Argento ✔
Dopo aver salutato Ellen, Camille, Brower e Marianne vado verso Skit.
-Ci vediamo presto Skit- dico mentre lo tengo stretto tra le braccia. Il suo intenso profumo simile a quello della lavanda mi avvolge con tenerezza.
-Non combinare guai fiorellino perché non ci sarò io a salvarti- mi rivolge un palese sorriso altezzoso.
-Si può sapere perché tutti mi dite le stesse cose?- alzo gli occhi al cielo senza però riuscire a nascondere un sorriso.
-Perché sei una specie di calamita per i guai, penso che ormai lo sappiamo tutti-
Mi avvolge una spalla con il braccio mentre mi accompagna al bus che mi condurrà a casa. Chi l'avrebbe mai detto che un po' mi mancherà questo posto anche se starò via per poco?
Joel batte le nocche sul finestrino e mi fa cenno di darmi una mossa, così dopo aver scoccato un bacio sulla guancia di Skit salgo di corsa sul bus per affiancare mio fratello.

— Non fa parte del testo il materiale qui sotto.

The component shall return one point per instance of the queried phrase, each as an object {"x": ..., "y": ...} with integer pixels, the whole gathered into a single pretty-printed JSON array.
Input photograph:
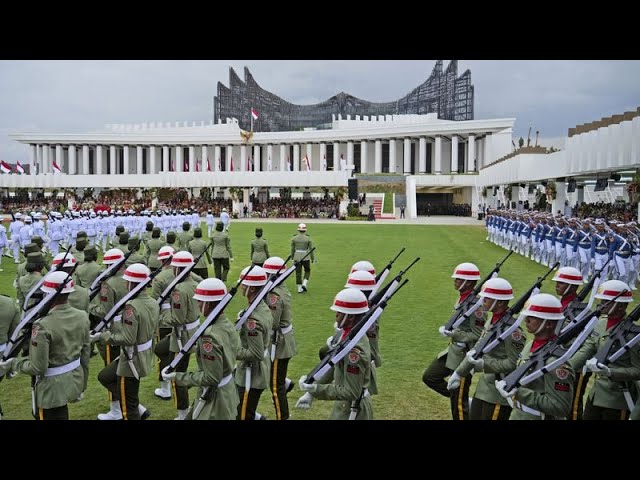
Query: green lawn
[{"x": 409, "y": 327}]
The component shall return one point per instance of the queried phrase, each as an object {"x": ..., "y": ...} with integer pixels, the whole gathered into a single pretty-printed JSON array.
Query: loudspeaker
[{"x": 353, "y": 189}]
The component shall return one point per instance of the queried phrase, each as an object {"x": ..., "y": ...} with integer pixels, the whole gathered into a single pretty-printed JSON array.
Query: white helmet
[
  {"x": 210, "y": 290},
  {"x": 54, "y": 279},
  {"x": 70, "y": 261},
  {"x": 166, "y": 252},
  {"x": 136, "y": 272},
  {"x": 497, "y": 288},
  {"x": 466, "y": 271},
  {"x": 181, "y": 259},
  {"x": 361, "y": 280},
  {"x": 612, "y": 288},
  {"x": 543, "y": 306},
  {"x": 272, "y": 265},
  {"x": 569, "y": 275},
  {"x": 363, "y": 265},
  {"x": 112, "y": 256},
  {"x": 256, "y": 278},
  {"x": 350, "y": 301}
]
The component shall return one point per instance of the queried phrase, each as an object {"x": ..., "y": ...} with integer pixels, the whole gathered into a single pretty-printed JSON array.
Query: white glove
[
  {"x": 500, "y": 384},
  {"x": 454, "y": 381},
  {"x": 306, "y": 387},
  {"x": 444, "y": 332},
  {"x": 304, "y": 402},
  {"x": 166, "y": 376},
  {"x": 477, "y": 364},
  {"x": 594, "y": 366}
]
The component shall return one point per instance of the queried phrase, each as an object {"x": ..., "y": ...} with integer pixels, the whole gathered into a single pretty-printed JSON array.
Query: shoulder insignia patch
[{"x": 562, "y": 373}]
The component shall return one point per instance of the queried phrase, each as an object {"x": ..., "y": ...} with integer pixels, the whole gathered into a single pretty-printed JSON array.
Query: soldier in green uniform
[
  {"x": 614, "y": 386},
  {"x": 254, "y": 368},
  {"x": 133, "y": 245},
  {"x": 348, "y": 382},
  {"x": 184, "y": 237},
  {"x": 196, "y": 247},
  {"x": 58, "y": 353},
  {"x": 216, "y": 352},
  {"x": 301, "y": 244},
  {"x": 549, "y": 396},
  {"x": 259, "y": 249},
  {"x": 184, "y": 321},
  {"x": 135, "y": 338},
  {"x": 35, "y": 266},
  {"x": 158, "y": 285},
  {"x": 463, "y": 337},
  {"x": 283, "y": 341},
  {"x": 221, "y": 252},
  {"x": 153, "y": 247},
  {"x": 487, "y": 403},
  {"x": 9, "y": 319}
]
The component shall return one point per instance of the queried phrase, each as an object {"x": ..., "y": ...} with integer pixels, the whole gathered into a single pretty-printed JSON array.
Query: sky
[{"x": 80, "y": 96}]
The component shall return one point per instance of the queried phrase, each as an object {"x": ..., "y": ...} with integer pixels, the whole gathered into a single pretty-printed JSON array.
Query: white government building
[{"x": 435, "y": 156}]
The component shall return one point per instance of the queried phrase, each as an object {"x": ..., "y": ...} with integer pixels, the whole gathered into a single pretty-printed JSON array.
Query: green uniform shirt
[
  {"x": 551, "y": 394},
  {"x": 138, "y": 328},
  {"x": 300, "y": 246},
  {"x": 57, "y": 339},
  {"x": 259, "y": 250},
  {"x": 255, "y": 340},
  {"x": 221, "y": 245},
  {"x": 350, "y": 377},
  {"x": 216, "y": 353}
]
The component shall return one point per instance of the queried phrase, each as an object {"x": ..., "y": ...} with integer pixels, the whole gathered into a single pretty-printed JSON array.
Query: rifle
[
  {"x": 507, "y": 324},
  {"x": 339, "y": 351},
  {"x": 383, "y": 275},
  {"x": 563, "y": 346},
  {"x": 464, "y": 306}
]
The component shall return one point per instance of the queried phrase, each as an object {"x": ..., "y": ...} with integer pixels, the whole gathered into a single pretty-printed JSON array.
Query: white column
[
  {"x": 179, "y": 159},
  {"x": 192, "y": 158},
  {"x": 283, "y": 158},
  {"x": 377, "y": 163},
  {"x": 407, "y": 156},
  {"x": 72, "y": 160},
  {"x": 296, "y": 157},
  {"x": 85, "y": 159},
  {"x": 323, "y": 157},
  {"x": 165, "y": 158},
  {"x": 242, "y": 167},
  {"x": 422, "y": 162},
  {"x": 437, "y": 166},
  {"x": 454, "y": 154},
  {"x": 98, "y": 169},
  {"x": 256, "y": 158},
  {"x": 471, "y": 153},
  {"x": 392, "y": 155},
  {"x": 125, "y": 159}
]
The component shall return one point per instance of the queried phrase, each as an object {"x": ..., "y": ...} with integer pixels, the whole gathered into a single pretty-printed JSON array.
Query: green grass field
[{"x": 409, "y": 337}]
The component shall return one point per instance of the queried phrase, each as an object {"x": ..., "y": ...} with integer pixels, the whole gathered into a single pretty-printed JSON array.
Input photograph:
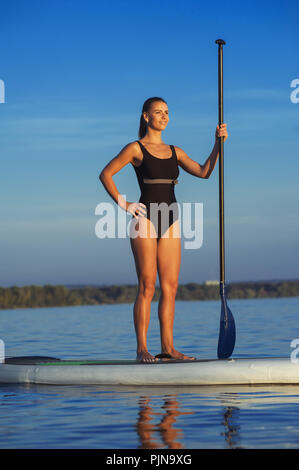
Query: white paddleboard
[{"x": 233, "y": 371}]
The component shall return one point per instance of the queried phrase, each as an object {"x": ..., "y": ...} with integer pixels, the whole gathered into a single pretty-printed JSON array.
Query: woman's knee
[
  {"x": 169, "y": 288},
  {"x": 147, "y": 287}
]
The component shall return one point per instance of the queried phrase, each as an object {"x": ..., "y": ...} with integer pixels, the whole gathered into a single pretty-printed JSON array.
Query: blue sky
[{"x": 76, "y": 75}]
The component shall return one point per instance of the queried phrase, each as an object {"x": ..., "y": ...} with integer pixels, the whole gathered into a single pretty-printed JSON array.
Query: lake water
[{"x": 98, "y": 417}]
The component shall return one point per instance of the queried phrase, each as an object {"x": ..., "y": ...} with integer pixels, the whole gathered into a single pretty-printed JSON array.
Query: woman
[{"x": 157, "y": 246}]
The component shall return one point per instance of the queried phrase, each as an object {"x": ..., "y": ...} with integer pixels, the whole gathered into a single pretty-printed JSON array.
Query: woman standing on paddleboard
[{"x": 155, "y": 240}]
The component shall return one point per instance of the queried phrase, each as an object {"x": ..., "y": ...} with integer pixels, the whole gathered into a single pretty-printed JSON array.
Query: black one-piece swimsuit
[{"x": 158, "y": 168}]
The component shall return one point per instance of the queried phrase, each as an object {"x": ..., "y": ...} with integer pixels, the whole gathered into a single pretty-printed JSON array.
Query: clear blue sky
[{"x": 76, "y": 75}]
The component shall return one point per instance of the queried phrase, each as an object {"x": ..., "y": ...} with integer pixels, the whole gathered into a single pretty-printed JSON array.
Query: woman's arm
[
  {"x": 205, "y": 170},
  {"x": 127, "y": 155}
]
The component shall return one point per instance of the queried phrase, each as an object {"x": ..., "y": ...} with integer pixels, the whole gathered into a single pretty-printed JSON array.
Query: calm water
[{"x": 149, "y": 417}]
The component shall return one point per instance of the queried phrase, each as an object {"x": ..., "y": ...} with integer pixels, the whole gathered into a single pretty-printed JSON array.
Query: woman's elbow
[{"x": 102, "y": 176}]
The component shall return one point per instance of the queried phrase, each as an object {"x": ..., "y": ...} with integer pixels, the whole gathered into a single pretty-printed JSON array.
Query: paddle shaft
[{"x": 220, "y": 43}]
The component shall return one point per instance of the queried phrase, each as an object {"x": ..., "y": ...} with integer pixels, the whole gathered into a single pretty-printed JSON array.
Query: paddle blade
[{"x": 227, "y": 333}]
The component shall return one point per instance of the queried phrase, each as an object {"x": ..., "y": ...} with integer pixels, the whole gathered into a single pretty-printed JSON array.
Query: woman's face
[{"x": 157, "y": 117}]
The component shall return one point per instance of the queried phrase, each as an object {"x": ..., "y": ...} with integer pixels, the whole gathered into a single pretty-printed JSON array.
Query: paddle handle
[{"x": 220, "y": 43}]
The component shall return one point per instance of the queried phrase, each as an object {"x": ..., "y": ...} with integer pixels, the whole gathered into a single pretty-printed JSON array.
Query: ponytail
[{"x": 145, "y": 109}]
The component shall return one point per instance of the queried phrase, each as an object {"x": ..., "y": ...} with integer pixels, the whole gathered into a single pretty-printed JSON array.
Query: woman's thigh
[
  {"x": 145, "y": 255},
  {"x": 169, "y": 260}
]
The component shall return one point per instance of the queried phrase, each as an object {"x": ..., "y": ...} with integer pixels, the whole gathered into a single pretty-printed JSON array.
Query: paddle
[{"x": 227, "y": 333}]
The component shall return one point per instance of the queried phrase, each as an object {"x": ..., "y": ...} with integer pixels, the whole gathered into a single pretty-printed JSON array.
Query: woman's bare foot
[
  {"x": 174, "y": 354},
  {"x": 145, "y": 356}
]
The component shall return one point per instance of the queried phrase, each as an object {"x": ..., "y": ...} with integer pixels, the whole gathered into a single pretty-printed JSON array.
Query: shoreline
[{"x": 34, "y": 296}]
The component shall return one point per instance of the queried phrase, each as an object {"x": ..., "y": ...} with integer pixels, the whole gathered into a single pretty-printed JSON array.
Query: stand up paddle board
[{"x": 233, "y": 371}]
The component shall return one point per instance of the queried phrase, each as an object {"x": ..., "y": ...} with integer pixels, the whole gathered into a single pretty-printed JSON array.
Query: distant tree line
[{"x": 57, "y": 296}]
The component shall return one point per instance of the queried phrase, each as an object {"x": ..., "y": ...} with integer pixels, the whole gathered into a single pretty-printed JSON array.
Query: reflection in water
[
  {"x": 231, "y": 433},
  {"x": 168, "y": 434}
]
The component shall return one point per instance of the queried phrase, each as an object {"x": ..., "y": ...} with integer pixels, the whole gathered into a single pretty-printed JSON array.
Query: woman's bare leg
[
  {"x": 145, "y": 255},
  {"x": 169, "y": 260}
]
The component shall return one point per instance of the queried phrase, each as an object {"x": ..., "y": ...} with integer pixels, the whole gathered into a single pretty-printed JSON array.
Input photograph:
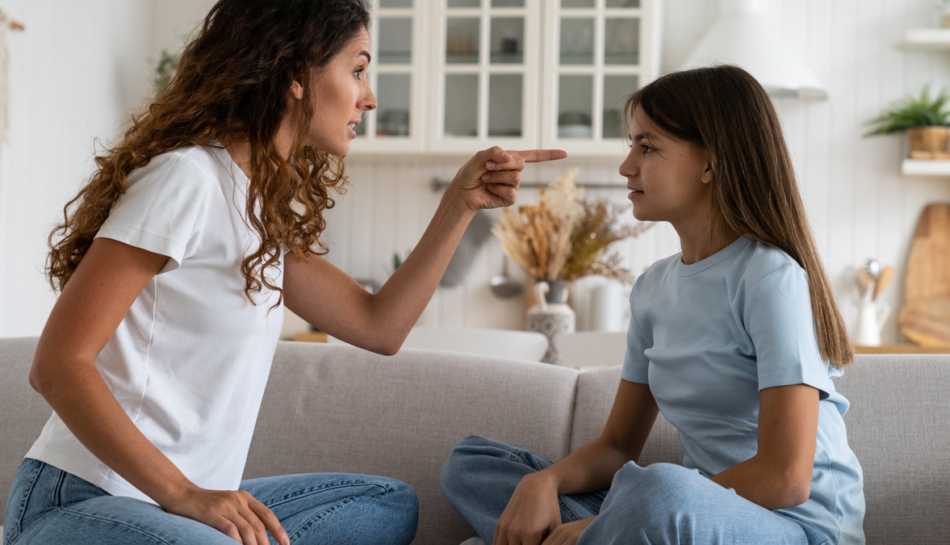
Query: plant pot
[{"x": 929, "y": 142}]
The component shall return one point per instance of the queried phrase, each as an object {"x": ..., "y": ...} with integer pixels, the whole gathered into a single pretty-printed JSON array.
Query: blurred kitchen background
[{"x": 79, "y": 67}]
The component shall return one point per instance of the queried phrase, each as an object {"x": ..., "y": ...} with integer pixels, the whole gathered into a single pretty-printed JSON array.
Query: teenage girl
[
  {"x": 735, "y": 340},
  {"x": 175, "y": 261}
]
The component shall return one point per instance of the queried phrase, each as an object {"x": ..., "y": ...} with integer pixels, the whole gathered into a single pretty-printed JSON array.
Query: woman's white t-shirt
[{"x": 190, "y": 360}]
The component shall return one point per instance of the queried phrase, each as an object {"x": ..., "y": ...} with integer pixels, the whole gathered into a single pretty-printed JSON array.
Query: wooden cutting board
[{"x": 926, "y": 317}]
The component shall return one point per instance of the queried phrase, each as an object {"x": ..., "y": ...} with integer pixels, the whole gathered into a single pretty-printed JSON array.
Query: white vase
[
  {"x": 551, "y": 315},
  {"x": 871, "y": 317}
]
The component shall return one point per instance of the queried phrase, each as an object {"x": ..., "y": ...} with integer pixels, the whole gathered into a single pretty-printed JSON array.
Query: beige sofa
[{"x": 337, "y": 408}]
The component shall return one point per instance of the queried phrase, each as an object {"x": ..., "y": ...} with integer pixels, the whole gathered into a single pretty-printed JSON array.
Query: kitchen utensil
[
  {"x": 883, "y": 281},
  {"x": 865, "y": 280},
  {"x": 502, "y": 285}
]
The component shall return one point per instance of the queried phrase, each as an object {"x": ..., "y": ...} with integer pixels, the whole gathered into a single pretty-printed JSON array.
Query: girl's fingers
[{"x": 270, "y": 520}]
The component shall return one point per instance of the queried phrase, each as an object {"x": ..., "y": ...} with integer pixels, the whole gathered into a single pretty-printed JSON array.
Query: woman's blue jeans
[
  {"x": 48, "y": 506},
  {"x": 657, "y": 504}
]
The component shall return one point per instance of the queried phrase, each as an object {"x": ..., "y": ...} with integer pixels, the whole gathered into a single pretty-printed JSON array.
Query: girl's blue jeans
[
  {"x": 657, "y": 504},
  {"x": 49, "y": 506}
]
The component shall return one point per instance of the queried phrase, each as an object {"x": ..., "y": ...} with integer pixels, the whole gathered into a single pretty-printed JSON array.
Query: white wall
[
  {"x": 859, "y": 204},
  {"x": 75, "y": 72},
  {"x": 72, "y": 72}
]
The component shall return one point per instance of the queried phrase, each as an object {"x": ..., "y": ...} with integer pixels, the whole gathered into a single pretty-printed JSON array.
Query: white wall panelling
[{"x": 82, "y": 65}]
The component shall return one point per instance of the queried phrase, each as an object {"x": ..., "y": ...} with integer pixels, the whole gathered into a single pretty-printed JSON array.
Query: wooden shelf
[
  {"x": 925, "y": 167},
  {"x": 901, "y": 349},
  {"x": 927, "y": 39}
]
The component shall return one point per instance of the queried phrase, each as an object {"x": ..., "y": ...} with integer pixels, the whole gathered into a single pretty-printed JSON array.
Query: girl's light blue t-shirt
[{"x": 709, "y": 336}]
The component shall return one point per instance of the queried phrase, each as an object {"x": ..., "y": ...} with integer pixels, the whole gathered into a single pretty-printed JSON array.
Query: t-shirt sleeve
[
  {"x": 635, "y": 363},
  {"x": 161, "y": 209},
  {"x": 779, "y": 319}
]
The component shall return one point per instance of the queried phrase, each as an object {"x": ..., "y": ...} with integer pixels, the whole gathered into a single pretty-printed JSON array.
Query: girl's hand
[
  {"x": 568, "y": 533},
  {"x": 532, "y": 512},
  {"x": 236, "y": 514},
  {"x": 490, "y": 179}
]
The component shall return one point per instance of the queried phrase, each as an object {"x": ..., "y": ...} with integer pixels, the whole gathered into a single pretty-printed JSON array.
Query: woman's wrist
[{"x": 544, "y": 479}]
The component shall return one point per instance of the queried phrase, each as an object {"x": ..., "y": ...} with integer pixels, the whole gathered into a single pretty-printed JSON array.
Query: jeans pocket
[{"x": 23, "y": 483}]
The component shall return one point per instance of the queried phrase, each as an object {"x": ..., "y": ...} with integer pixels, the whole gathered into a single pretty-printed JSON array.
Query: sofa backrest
[
  {"x": 340, "y": 409},
  {"x": 23, "y": 412},
  {"x": 337, "y": 408},
  {"x": 898, "y": 426}
]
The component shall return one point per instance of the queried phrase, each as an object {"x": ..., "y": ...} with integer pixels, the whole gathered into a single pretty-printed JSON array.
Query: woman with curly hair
[{"x": 175, "y": 261}]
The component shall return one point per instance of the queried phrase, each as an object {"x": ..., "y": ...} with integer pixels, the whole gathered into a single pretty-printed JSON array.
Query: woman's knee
[
  {"x": 658, "y": 490},
  {"x": 458, "y": 467}
]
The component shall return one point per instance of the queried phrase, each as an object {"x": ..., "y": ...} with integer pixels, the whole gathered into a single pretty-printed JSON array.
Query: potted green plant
[{"x": 924, "y": 118}]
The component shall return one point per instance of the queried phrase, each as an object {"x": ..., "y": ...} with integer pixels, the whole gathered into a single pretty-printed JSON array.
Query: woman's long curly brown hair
[
  {"x": 232, "y": 85},
  {"x": 725, "y": 111}
]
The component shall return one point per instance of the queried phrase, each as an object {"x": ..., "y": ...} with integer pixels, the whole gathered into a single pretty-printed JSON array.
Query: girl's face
[
  {"x": 340, "y": 96},
  {"x": 669, "y": 178}
]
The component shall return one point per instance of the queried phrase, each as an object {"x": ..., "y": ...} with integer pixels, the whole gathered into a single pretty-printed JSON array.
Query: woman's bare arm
[
  {"x": 330, "y": 300},
  {"x": 96, "y": 299}
]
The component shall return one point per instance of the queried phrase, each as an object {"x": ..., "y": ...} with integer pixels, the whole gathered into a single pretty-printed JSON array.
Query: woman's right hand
[
  {"x": 532, "y": 512},
  {"x": 236, "y": 514}
]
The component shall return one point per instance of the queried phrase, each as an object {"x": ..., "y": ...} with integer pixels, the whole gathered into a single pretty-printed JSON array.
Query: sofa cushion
[
  {"x": 24, "y": 412},
  {"x": 595, "y": 396},
  {"x": 898, "y": 428},
  {"x": 337, "y": 408}
]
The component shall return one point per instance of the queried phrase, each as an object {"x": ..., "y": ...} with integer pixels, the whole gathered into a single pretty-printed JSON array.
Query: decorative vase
[
  {"x": 551, "y": 315},
  {"x": 928, "y": 142},
  {"x": 871, "y": 316}
]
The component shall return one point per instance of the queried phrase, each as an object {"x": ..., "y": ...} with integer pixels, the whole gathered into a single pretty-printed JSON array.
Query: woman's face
[
  {"x": 669, "y": 178},
  {"x": 340, "y": 96}
]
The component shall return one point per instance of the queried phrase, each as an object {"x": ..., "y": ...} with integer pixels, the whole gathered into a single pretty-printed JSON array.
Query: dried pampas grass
[{"x": 563, "y": 237}]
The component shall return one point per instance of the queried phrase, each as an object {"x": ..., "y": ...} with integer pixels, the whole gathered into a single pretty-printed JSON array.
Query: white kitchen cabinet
[
  {"x": 397, "y": 74},
  {"x": 513, "y": 73}
]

Durante il viaggio mi addormento appoggiando la testa sulla spalla di Joel.
-Ho paura Ly- Annael si stringe al fianco della sorella e nasconde il volto tra i suoi capelli quasi come se fossero uno scudo.
-Anche io- piagnucola Beren stringendomi con forza il lembo della manica.
Accarezzo le guance delle gemelle trattenendomi dal piangere -Andrà tutto bene, si risolverà tutto fidatevi di me-
-Ma...ma tu stai andando via Ly- Annael guarda la sorella con le lacrime che le sormontano le guance.
-Possiamo venire con te?-
Scuoto la testa con decisione -No è troppo pericoloso, qui siete al sicuro. Vado a prendere mamma e papà e ritorno da voi. Come sempre-
-Voglio venire con te!- Beren si butta tra le mie braccia affondando la piccola testa nell'incavo del mio collo e a seguire anche Annael si rannicchia al mio fianco.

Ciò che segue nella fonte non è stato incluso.